23.09.2015 à 18:11

AsileLausanne prend des mesures

Les autorités municipales lausannoises proposent d'accueillir provisoirement des migrants dans l'auberge du Chalet-à-Gobet.

Le conseiller municipal en charge de l’enfance, de la jeunesse et de la cohésion sociale, Oscar Tosato.

Le conseiller municipal en charge de l’enfance, de la jeunesse et de la cohésion sociale, Oscar Tosato.

Keystone

La ville de Lausanne a mis l'auberge du Chalet-à-Gobet provisoirement à la disposition de l'Etablissement vaudois d'accueil des migrants (EVAM). Une vingtaine de personnes, des femmes et des hommes seuls, devraient y loger dès vendredi. Entre 50 et 70 d'ici la fin de la semaine prochaine.

Face à l'urgence, la municipalité de Lausanne a décidé qu'elle ne pouvait pas rester les bras croisés. Elle a dévoilé mardi soir devant le Conseil communal trois propositions pour préparer l'accueil des nouveaux migrants et de ceux qui sont déjà là.

Première action, rapide: la mise à disposition provisoire, pour trois mois au moins et plus selon les circonstances, de locaux inoccupés en l'état car ils sont dans l'attente d'un financement ou d'un permis de construire par exemple.

Plusieurs objets

«Nous avons discuté de plusieurs objets avec l'EVAM», a expliqué mercredi à l'ats le municipal Oscar Tosato. L'un est rapidement sorti du lot: l'auberge du Chalet-à-Gobet, vide depuis quelques mois. Le bâtiment doit faire partie du futur campus de l'Ecole hôtelière, mais le dossier n'a pas encore abouti.
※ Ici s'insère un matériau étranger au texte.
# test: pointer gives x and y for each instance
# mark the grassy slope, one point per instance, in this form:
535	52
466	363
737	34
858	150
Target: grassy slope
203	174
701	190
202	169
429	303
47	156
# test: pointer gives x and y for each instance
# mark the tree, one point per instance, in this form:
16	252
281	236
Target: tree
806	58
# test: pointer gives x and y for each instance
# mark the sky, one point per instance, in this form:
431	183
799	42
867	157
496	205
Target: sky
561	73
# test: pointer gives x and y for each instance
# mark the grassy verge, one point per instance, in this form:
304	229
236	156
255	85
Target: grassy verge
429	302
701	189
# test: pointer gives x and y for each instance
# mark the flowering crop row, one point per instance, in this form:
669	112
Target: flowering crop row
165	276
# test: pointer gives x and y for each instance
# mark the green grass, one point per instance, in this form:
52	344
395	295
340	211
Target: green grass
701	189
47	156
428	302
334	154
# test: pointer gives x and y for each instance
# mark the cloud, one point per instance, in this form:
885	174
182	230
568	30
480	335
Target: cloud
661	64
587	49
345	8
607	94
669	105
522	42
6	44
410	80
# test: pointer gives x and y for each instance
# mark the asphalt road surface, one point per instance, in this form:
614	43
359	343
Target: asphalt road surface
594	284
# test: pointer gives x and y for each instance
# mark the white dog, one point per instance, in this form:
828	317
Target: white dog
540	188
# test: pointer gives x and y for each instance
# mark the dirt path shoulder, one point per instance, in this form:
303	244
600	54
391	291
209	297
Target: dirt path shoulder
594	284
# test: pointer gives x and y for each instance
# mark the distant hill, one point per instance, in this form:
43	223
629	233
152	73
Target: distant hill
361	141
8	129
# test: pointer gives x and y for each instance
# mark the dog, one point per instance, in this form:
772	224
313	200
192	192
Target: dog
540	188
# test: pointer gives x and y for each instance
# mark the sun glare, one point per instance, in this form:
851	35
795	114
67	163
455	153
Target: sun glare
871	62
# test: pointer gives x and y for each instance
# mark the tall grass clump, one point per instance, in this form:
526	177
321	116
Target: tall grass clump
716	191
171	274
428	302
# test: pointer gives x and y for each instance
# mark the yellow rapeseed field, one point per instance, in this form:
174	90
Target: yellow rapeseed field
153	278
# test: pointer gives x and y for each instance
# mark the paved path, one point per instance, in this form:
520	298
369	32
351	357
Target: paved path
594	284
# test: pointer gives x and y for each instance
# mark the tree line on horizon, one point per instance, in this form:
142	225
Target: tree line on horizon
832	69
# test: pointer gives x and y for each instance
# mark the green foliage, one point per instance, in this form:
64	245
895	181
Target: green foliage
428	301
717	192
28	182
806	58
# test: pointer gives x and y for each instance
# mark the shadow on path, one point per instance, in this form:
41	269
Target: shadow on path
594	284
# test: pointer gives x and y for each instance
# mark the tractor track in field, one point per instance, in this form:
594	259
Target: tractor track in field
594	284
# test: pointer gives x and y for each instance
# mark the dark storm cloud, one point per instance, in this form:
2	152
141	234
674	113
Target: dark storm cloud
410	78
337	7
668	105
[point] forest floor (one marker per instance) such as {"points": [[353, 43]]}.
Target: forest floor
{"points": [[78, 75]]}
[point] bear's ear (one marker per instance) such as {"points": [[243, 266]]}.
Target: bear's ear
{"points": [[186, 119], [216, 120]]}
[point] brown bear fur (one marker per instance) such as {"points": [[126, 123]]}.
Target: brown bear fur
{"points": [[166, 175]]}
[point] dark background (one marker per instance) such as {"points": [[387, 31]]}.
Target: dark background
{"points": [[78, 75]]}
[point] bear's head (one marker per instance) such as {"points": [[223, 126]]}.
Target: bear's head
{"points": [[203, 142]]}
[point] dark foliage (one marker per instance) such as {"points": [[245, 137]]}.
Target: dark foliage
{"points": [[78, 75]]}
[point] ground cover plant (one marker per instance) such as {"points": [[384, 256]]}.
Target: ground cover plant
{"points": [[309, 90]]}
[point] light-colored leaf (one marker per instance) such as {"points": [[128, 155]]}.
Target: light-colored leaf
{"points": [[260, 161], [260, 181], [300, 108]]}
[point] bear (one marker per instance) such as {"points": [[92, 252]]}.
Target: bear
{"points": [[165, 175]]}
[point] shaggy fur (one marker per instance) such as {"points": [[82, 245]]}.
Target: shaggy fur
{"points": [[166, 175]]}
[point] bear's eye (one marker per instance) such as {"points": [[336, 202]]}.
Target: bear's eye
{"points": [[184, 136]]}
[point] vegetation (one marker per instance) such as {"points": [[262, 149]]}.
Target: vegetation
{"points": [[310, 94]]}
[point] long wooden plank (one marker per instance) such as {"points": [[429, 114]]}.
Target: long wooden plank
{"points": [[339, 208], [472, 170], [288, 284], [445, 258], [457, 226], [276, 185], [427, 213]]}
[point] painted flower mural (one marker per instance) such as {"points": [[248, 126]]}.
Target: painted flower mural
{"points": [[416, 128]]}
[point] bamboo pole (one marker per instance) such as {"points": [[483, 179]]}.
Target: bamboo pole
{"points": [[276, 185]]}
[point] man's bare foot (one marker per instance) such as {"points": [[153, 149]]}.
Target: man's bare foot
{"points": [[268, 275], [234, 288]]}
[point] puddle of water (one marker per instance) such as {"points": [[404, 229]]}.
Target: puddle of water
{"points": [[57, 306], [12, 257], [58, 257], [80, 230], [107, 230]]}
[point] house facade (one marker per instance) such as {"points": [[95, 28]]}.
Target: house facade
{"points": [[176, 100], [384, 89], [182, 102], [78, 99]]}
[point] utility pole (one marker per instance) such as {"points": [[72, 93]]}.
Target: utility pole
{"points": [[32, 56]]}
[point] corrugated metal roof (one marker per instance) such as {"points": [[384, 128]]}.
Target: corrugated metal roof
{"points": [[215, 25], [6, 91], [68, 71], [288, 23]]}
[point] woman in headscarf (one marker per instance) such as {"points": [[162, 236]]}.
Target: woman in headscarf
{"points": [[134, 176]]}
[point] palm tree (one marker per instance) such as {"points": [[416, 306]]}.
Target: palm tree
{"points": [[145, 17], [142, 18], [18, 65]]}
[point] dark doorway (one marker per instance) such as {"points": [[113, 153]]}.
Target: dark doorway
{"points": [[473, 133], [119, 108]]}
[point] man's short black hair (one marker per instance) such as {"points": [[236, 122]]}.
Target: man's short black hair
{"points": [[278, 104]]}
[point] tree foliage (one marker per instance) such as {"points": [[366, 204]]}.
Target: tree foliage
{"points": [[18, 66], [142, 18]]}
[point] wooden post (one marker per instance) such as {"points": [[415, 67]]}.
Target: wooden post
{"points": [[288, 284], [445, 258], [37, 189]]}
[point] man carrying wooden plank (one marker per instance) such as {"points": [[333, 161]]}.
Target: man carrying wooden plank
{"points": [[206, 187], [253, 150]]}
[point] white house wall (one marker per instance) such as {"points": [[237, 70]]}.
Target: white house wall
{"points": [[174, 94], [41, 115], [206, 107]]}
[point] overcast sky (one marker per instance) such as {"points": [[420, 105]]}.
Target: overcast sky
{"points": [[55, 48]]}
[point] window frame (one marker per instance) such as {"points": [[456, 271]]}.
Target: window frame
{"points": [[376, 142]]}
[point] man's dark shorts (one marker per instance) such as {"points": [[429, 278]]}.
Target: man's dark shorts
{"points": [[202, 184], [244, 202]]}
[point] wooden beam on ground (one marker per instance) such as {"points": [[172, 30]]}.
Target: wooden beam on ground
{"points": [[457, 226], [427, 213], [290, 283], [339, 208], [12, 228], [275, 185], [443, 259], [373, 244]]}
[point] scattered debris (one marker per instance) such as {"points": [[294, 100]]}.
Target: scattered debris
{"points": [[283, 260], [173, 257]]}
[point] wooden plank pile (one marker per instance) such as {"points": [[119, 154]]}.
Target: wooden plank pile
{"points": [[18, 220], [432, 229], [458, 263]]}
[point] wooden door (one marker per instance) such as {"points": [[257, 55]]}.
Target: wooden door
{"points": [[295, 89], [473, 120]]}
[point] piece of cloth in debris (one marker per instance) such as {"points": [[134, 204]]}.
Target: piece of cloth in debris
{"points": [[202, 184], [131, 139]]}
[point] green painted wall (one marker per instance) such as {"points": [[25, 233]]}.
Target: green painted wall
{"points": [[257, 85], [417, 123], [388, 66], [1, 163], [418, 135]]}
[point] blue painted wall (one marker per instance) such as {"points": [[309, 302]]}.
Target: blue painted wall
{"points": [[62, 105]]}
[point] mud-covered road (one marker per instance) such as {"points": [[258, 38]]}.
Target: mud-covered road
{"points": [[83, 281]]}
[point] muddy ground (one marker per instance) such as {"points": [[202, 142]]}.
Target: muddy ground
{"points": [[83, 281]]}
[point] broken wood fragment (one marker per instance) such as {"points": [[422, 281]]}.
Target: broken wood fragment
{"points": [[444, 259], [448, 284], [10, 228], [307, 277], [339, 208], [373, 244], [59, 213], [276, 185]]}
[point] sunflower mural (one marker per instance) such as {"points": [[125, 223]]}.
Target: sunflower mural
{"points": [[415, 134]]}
L'auberge va accueillir dès jeudi une dizaine d'hommes seuls. Vendredi, six ou sept femmes, actuellement hébergées à l'hôtel, les rejoindront. «Ils devraient être une vingtaine d'ici vendredi soir», selon Evi Kassimidis, chargée de communication de l'EVAM.

L'auberge accueillera entre 50 et 70 personnes au maximum. Elle devrait être totalement occupée à la fin de la semaine prochaine.

Recherche places désespérément

Toutes les structures de l'EVAM sont pleines, voire suroccupées. Douze abris PC, bientôt 13 avec celui de Crans-près-Céligny, ont ouvert leurs portes dans le canton. «Dans plusieurs foyers, nous avons dû transformer des lieux de vie collectifs en dortoirs. Il y a urgence. Nous recevons de la Confédération des listes de personnes à héberger demain», explique la porte-parole.

Après l'auberge du Chalet-à-Gobet, Lausanne pourrait proposer d'autres bâtiments pour l'accueil de requérants d'asile. Mais la ville ne veut pas faire seule cet effort, qui doit être réparti sur l'ensemble du canton.

Terrain pour des logements modulables

En parallèle, Lausanne a entamé des discussions sur la mise à disposition d'un terrain où l'EVAM pourrait construire des logements modulaires pour les familles. «Ce serait une construction rapide, pour quelque 250 personnes, qui pourrait durer trois, cinq ou sept ans peut-être et serait ensuite déplacée sur un autre terrain», imagine M. Tosato.

Reste à savoir si l'EVAM peut obtenir de la Confédération et du canton des dérogations - en matière de mise à l'enquête par exemple - pour une mise en place rapide de ces infrastructures, se demande le municipal lausannois. «Il faut pouvoir intervenir de manière rapide car il y a une situation d'urgence». A ce stade, l'emplacement du terrain pressenti n'est pas dévoilé.